Several small bomb craters dotted the docks. Georgia's two-story naval headquarters building was pocked with bullet and shrapnel marks.
"One of our men was killed in there," Kutateladze said, pointing at a blown-out window.
He said five serviceman were killed and 25 were wounded in the Russian attack.
Inside, the building had been ransacked. A room used for English lessons provided by a British government agency was a jumble of damaged desks, lesson books and scattered papers.
Officials said five workers were killed and 40 people injured at the commercial port, where walls and two towering tanks for oil products were scarred by shrapnel. Two of the dead were killed by a bomb that took out the main power supply, officials said.
About 2 miles up the coast, Russian forces milled at a makeshift base, the tricolor Russian flag flying over light tanks and armored personnel carriers behind an earthen berm and a razor-wire fence.
An excavator dug new holes in the earth nearby.
The Russian post is one of two on the outskirts of Poti, a presence the U.S. and European Union say violates the terms of a cease-fire calling for a withdrawal to positions they held before the war.
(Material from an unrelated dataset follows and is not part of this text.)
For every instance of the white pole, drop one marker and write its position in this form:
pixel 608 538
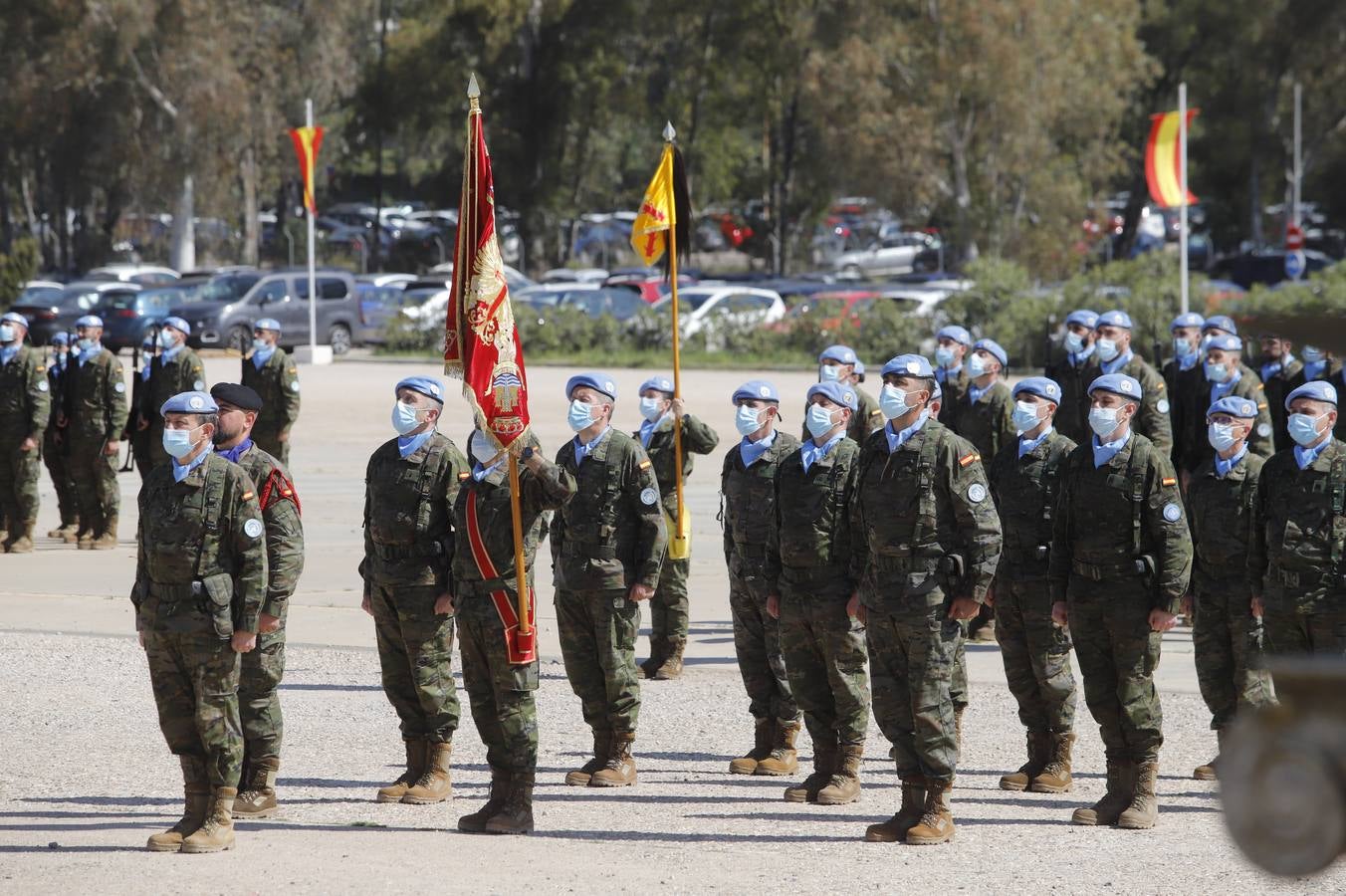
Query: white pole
pixel 313 253
pixel 1182 190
"They have no right to be here," said Ketino Kebuchava, a shop owner in Poti who fled Abkhazia, a separatist province farther north on the coast, when it broke from Georgian government control in an early 1990s war.
With Russian forces ringing Abkhazia, she fears she will never return to her hometown.
On Monday, Georgia accused Russia of reinforcing its posts near Poti over the weekend while French President Nicolas Sarkozy pressed Moscow to honor a cease-fire agreement that included a pledge to withdraw its troops from Georgia.
After the meeting with Sarkozy, Russian President Dmitry Medvedev said Russian troops would withdraw from Poti and nearby areas in the next seven days. He said troops would withdraw from positions surrounding South Ossetia and Abkhazia within 10 days after European Union monitors deploy to those areas, which is slated to happen no later than Oct. 1.
Resort towns to the south along the shore were left unscathed in the war, but are feeling the bite from a tourist season gone bad.
In Kobuleti, crowds were thin Friday night on the strip of shops, cafes and open-air dance halls along the main road beside the beach, even though school hasn't started in Georgia and the vacation season should be going strong.
Tamaz Makharadze had the bad luck to open a hotel a few blocks from the stony beach in Batumi, a port and resort city, on Aug. 1.
"The hotel was almost full and we were booked for the month," he said.
All but one guest left after the war began, forcing him to close and leaving him without means to pay the $215,000 he borrowed to prepare for the opening.
Makharadze hopes the bank will give a reprieve until next year _ and that U.S. and European support for Georgia will preclude any further Russian aggression.
"We can't have a war every summer, can we? God forbid," he said.